The design motivation behind this approach is to reduce migration costs and avoid the cold start problem where users have to migrate assets to experience new advanced features.

For example, CB's approach focuses on the payment sector, allowing traditional e-commerce service providers without local private key management experience to use APIs to call private keys to complete on-chain operations.
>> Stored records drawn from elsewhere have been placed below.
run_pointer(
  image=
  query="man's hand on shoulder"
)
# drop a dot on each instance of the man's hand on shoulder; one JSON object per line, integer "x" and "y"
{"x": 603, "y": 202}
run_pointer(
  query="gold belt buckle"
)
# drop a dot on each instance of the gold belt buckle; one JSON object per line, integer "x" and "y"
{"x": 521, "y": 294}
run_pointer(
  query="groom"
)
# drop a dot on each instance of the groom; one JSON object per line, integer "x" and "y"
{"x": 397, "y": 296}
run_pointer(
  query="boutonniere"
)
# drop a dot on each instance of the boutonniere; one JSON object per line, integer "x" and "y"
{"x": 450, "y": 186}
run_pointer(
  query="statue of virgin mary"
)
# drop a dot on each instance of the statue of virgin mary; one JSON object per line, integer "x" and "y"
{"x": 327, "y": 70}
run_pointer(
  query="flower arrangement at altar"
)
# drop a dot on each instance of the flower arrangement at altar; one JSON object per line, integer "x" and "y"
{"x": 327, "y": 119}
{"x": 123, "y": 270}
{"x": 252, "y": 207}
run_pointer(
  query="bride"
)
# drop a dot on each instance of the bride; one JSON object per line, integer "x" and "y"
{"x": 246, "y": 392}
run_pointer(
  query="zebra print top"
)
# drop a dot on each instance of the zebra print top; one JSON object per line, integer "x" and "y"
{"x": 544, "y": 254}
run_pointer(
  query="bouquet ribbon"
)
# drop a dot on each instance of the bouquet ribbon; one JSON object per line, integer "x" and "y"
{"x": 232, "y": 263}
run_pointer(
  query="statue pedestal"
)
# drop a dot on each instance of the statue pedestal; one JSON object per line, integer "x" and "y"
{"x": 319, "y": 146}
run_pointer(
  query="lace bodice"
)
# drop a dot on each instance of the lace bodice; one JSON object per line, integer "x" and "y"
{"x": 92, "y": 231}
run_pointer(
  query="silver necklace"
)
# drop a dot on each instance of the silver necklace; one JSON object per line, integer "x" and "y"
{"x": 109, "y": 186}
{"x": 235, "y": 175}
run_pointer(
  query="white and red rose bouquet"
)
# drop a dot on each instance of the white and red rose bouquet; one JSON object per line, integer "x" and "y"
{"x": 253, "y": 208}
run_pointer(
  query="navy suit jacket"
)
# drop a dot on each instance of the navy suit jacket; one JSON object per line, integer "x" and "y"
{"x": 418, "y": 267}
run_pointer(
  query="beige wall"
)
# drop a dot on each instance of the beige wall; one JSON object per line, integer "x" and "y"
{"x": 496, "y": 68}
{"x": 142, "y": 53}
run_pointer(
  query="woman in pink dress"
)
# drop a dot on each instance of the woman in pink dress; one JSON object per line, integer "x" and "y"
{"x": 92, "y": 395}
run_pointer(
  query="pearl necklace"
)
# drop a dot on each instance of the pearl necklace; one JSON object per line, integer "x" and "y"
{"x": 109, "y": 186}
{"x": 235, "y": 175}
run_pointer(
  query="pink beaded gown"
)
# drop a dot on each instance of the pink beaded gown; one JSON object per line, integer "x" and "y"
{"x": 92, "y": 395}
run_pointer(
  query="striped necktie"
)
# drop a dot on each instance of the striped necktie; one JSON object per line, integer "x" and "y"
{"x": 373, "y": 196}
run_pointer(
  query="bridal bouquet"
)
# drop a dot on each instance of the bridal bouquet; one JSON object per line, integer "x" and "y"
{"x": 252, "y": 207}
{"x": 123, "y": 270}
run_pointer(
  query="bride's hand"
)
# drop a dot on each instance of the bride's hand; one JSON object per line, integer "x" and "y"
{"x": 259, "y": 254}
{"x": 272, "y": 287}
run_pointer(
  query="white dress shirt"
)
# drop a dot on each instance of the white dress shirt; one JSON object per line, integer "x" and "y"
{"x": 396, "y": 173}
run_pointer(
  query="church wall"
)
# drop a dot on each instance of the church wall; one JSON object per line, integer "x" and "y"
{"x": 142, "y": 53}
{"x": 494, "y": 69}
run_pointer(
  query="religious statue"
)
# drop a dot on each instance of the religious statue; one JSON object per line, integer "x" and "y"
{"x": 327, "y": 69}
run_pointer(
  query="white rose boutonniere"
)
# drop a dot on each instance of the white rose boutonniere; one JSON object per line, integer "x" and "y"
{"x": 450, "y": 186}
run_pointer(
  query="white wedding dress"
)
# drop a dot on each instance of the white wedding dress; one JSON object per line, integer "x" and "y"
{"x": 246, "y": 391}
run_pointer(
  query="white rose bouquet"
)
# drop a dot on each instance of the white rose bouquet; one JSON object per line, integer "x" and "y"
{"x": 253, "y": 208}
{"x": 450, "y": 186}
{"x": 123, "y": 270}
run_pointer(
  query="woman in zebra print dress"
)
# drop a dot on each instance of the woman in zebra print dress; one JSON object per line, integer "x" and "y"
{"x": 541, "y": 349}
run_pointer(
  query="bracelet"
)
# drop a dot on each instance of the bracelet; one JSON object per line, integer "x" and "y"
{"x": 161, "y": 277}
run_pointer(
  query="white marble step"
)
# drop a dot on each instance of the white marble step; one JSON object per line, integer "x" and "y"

Furthermore, Binance's approach is combined with other methods to compete in the CedeFi sector, making it easier for users who usually view stock charts to directly purchase on-chain assets through similar interfaces, while ignoring issues such as gas fees, slippage, and multiple chains.

5. Summary

How should we evaluate the past 25 years, and how do we view the future?

In my opinion, this year was a year of silence for Wallet, but also a year of transformation. He didn't make a big splash, but he was quietly doing great things.

In today's multi-chain environment, simply creating a useful tool is no longer enough to support a large wallet team (and its supporting infrastructure). It inevitably needs various value-added services to sustain it. And this year happens to be a year of explosive growth for applications. The perps track has been reborn, and RWA (stock-related), prediction markets, and payments have all shown simultaneous improvement.

The market is gradually shifting from fat memes to diverse Dex demands.

Moreover, the meme market only appears large because of its fast transaction speed and high turnover. In reality, it's always the same group of people playing it. The hot topics change, but the user growth is not significant.

This is combined with various new custody systems from different exchanges, each staking their reputation on the back of different TEs.

Moreover, in the long run, AI will become increasingly powerful, including AI trading, whereas previous wallets were designed for humans, not for AI.

Therefore, what I foresee is that there will be a richer explosion in applications next year, because the underlying technology is becoming more mature. There will definitely be a gap period in between, because TEE is still a big exchange's approach, and they are unlikely to open up external access completely like Coinbase.

In addition, using user funds to play DEX is only the demand of some users. There are also a larger number of users who just want to earn some stable money. They are very satisfied with the subsidies and airdrops during the promotion period of various companies, plus the APY.

Cedefi products that allow users to earn on-chain rewards will be the first step for many Ceex users to exit the blockchain (Note: This mainly refers to Cedefi products with independent addresses; those with shared addresses, such as Bitget, will not be eligible).

Finally, there have been many improvements in cryptographic technology for passkeys this year. Although these have not been covered in this article, more and more public chains such as Ethereum and Solana have gradually integrated the R1 curve (which is supported by default for device passkeys) through pre-compiled contracts. Therefore, wallets that combine passkeys are also a foreshadowing (although their retrieval and cross-device synchronization are not easy to handle), so there are not many good applications yet.

After all, any product that can streamline high-frequency needs will eventually find its place in the market.